All my Linux machines are all quiet when nothing is running. In contrast I go to the bathroom at 10pm or 3am and the work laptop fan is blasting. I've logged and see some other security stuff taking up CPU cycles but it happens at least a few times an hour. I wonder how much electricity the world is wasting with this crap.

When I first got the laptop when I started this job 5 years ago I thought it must be infected with malware because it was always running the fan so I put it in a separate VLAN so it can't attack my home Linux machines. IT told me it is security software. Who knew that the cyber attack would come from inside the security software.


It massively increases your attack surface but lets you tick the "cybersecurity" box on your audit. It's a good trade for many people, it seems.

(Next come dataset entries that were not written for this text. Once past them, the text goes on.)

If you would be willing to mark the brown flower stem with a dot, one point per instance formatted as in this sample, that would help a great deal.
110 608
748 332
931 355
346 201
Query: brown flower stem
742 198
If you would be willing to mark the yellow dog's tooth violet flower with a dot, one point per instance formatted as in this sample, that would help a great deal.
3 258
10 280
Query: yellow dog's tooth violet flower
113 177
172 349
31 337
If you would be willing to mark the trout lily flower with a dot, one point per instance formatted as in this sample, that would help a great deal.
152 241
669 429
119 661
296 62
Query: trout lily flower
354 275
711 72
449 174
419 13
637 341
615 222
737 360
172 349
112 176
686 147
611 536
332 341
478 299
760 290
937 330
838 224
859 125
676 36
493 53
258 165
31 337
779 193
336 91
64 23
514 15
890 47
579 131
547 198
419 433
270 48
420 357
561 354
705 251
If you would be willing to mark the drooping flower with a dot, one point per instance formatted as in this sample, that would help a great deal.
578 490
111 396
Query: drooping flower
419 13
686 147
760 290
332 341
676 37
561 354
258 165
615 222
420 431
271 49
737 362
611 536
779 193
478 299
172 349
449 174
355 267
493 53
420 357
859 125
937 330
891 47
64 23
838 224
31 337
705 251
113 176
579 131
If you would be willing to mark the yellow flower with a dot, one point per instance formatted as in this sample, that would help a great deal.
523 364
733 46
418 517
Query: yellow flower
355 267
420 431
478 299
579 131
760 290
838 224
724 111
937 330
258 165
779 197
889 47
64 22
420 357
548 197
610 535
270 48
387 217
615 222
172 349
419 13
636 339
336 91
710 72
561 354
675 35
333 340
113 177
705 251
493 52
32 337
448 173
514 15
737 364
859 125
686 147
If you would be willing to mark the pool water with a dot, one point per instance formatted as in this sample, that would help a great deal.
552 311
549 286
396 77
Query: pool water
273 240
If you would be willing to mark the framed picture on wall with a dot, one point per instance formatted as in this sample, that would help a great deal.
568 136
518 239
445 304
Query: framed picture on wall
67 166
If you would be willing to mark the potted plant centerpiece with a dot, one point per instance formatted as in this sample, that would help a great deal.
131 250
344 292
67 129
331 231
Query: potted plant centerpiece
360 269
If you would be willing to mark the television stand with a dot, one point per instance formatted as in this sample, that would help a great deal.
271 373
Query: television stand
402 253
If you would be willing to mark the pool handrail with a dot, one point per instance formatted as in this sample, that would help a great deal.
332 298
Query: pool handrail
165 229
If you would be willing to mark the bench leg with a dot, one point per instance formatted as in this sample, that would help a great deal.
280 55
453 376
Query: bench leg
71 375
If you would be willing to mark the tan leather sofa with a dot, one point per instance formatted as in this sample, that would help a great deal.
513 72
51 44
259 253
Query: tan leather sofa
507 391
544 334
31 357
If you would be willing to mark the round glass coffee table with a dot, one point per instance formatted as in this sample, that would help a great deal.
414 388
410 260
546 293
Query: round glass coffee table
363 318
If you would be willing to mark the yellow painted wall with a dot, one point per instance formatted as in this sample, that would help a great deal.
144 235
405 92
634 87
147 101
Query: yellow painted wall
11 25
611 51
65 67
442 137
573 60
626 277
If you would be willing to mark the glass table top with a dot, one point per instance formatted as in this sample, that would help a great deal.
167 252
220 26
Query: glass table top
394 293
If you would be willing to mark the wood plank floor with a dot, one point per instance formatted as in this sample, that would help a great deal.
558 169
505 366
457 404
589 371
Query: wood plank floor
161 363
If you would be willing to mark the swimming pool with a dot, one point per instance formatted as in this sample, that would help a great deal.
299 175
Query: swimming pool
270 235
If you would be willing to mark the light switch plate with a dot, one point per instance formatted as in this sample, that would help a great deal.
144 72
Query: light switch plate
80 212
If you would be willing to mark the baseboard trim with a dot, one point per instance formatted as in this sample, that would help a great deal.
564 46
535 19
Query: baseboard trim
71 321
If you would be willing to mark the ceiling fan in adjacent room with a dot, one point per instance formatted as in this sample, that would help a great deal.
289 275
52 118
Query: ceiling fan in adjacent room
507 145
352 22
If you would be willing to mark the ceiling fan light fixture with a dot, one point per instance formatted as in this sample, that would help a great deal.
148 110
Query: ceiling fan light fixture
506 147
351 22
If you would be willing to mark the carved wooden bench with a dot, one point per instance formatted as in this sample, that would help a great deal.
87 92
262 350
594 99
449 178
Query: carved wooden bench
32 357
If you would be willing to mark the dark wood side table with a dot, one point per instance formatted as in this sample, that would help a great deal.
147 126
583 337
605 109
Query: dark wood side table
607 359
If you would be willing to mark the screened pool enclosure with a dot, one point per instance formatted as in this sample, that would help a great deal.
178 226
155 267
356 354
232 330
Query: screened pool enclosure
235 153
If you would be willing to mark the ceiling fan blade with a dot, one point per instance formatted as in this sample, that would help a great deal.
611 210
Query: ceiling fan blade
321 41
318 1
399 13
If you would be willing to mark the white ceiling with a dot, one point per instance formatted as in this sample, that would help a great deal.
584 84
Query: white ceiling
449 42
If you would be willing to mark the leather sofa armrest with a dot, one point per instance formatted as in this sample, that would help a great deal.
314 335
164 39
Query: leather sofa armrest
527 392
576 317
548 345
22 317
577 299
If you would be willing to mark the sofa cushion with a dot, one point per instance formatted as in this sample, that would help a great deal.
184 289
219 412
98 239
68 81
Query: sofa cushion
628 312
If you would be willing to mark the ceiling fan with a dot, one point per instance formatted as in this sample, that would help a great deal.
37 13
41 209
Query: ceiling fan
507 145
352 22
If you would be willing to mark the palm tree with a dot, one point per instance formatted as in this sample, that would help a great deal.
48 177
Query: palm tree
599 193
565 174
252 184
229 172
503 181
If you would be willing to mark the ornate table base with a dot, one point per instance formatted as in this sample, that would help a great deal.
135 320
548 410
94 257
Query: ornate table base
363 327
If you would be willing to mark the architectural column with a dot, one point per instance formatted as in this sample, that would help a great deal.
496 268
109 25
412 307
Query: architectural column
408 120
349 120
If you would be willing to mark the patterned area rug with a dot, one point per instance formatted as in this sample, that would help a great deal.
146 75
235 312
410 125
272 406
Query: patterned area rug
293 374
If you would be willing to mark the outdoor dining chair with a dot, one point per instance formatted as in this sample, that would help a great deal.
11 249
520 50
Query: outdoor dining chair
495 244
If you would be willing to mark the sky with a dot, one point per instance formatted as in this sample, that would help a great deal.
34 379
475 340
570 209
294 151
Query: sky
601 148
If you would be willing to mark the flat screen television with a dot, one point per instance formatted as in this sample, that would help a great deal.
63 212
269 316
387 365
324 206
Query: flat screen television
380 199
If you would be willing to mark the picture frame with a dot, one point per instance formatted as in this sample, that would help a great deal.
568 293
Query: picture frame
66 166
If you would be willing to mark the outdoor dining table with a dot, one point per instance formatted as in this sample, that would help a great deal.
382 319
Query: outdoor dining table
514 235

Can you please elaborate on the increases in attack surface? I know it's a kernel driver so maybe that's what meant?


You're giving a third-party company remote admin access to all your systems (by their ability to push their own code updates to your systems).

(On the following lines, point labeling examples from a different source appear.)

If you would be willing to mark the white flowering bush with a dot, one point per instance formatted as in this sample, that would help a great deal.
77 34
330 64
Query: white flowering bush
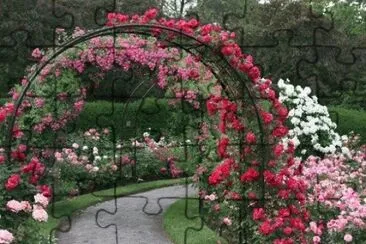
311 128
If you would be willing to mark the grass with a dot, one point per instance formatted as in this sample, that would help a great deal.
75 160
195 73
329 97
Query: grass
60 210
179 219
349 120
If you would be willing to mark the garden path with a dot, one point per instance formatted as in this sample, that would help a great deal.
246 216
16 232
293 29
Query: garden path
130 224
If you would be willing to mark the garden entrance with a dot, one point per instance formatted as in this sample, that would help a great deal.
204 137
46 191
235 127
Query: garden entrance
179 99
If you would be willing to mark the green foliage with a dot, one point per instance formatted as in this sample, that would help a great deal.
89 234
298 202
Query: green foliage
349 120
183 215
130 120
72 206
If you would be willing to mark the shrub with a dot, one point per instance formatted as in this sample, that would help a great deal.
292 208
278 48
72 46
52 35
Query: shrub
128 119
349 120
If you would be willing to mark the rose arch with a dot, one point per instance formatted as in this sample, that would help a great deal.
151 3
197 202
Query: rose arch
248 183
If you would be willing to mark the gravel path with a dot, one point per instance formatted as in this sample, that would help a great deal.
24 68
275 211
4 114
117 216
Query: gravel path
137 220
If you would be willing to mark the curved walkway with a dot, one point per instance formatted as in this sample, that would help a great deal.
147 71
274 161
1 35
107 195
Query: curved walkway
134 219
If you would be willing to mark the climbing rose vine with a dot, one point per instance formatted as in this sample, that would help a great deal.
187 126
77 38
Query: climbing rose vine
237 168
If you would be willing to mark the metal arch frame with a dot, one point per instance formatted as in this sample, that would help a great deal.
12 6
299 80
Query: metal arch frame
223 71
108 31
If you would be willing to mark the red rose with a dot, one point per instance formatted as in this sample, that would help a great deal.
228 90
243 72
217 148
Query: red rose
45 190
237 125
151 13
252 195
271 178
258 214
282 111
284 212
298 224
280 131
250 175
211 105
12 182
221 149
254 73
227 50
278 150
2 115
266 117
287 231
284 194
250 138
266 228
163 170
2 159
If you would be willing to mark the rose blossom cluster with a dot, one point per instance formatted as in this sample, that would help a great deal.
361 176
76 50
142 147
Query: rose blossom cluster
101 52
6 237
310 121
88 155
337 183
163 152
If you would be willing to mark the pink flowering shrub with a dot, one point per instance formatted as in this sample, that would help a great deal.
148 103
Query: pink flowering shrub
336 187
234 166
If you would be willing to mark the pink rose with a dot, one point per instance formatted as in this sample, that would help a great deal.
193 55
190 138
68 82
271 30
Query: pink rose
39 213
12 182
14 206
227 221
6 237
26 206
348 238
39 198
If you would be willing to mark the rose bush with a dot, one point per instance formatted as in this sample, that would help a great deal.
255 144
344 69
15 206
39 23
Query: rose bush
243 156
311 128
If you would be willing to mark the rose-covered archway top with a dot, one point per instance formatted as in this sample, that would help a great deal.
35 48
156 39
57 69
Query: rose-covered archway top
247 117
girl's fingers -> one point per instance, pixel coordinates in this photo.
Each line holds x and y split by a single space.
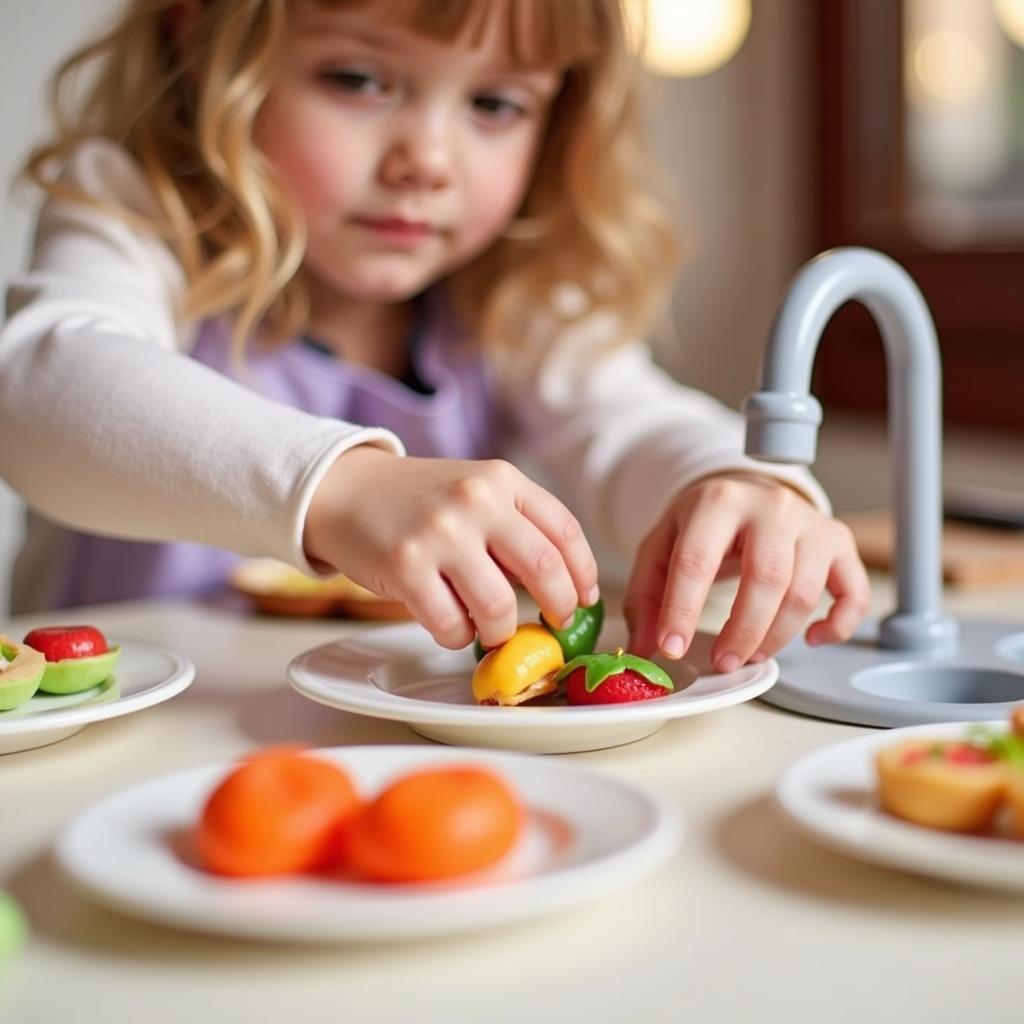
432 603
527 554
642 603
486 595
806 587
693 564
767 572
563 530
848 583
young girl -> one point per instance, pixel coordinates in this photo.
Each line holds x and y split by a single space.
307 267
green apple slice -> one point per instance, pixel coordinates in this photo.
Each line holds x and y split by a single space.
22 670
13 927
73 675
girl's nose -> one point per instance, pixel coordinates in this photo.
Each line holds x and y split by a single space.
419 158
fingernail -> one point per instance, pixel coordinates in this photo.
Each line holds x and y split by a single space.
673 645
727 663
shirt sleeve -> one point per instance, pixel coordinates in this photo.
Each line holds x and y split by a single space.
107 424
619 433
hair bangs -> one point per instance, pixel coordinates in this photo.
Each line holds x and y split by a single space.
540 33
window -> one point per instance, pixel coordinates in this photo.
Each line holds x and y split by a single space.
922 156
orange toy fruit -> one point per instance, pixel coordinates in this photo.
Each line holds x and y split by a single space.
280 812
435 823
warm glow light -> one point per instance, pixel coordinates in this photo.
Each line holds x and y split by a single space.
949 67
689 37
1010 14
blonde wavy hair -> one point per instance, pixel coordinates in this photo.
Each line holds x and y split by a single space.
594 212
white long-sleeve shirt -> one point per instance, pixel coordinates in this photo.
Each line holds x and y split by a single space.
108 426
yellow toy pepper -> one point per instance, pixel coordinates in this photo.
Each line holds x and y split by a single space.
522 668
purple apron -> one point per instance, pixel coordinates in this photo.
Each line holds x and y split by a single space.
442 409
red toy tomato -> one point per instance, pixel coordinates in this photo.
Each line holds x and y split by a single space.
58 642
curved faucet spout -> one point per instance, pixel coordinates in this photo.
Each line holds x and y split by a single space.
782 418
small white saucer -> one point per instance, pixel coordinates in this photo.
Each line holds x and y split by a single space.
830 796
399 673
143 676
588 835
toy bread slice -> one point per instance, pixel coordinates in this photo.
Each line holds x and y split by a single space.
950 785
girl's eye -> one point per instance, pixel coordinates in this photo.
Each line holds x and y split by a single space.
498 110
359 83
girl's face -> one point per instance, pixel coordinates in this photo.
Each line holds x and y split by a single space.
407 156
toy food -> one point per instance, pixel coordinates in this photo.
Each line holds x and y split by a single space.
22 671
435 823
580 637
280 812
520 669
953 785
278 589
617 678
77 657
13 927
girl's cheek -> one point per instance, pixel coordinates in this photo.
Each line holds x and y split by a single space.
314 170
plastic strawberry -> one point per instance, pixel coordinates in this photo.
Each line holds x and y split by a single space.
619 678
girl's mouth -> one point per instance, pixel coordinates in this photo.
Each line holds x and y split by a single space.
397 229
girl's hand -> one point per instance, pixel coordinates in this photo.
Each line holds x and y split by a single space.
786 552
444 536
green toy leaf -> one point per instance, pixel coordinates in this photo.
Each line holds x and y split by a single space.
601 667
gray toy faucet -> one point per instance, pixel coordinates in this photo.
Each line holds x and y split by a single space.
918 665
782 418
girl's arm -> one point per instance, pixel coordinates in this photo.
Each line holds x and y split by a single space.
620 434
660 469
105 425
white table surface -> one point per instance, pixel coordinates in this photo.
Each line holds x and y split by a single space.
750 923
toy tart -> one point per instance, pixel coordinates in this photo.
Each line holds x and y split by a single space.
955 786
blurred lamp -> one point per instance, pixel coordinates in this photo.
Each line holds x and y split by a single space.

Some of these services go even further. One time, our IT department was being sales-bombed with a service that would remove our actual login credentials to servers, and then "for security" we'd access said servers using a MITM website kind of thing that would be behind our corporate AD-login. I didn't even find out the full intricate details before telling them to "nope this the fuck out" and stay away with a 10-ft pole.

It's like these people have nothing better to do with their time and just absolutely have to have to design and build a product for the sake of it, and then dump it on marketing for > 0 amounts of sales through pretty-much wearing IT departments down. Or in the case of this Crowdstrike thing, through the protection racket known as security audit compliance.


I'm mandated to use one of those.

The security tradeoffs don't make sense at all once you understand how it works.

Ssh or winrm are significantly more secure than whatever some security vendor thinks will tick an audit box.

10ft pole is an excellent approach.


It injects itself into (at least) every executable startup and every executable write to disk. It's quite noticeable if you have it installed and run, say, an installer that unpacks a lot of DLL files, because each one gets checksummed and the checksum sent to a remote host. Every time.

I hated it before this incident and I will be bringing this incident up every time it is mentioned.


ptraces all processes and feeds the resulting logs through some regex looking for suspicious patterns.


So it exists because nobody has any idea what the execution graph of their programs are, and CS is down because of that too.. Do we really need this level of dynamism in our programs?


And like most AV systems it seems to be a bigger threat than what it supposedly protects against. Seriously how is it acceptable to have one corporation push a live update and take down tons of critical services all over the world. Just imagine what a malicious actor could accomplish with such a delivery vector.


Indeed. The xz backdoor team must be kicking themselves: "We spent years getting our own vector into a tool, only for our world domination plans to be thwarted at the last minute ... we could have just bribed someone at CS!"


Of course, this tells you a lot about the sad state of "realtime protection" software.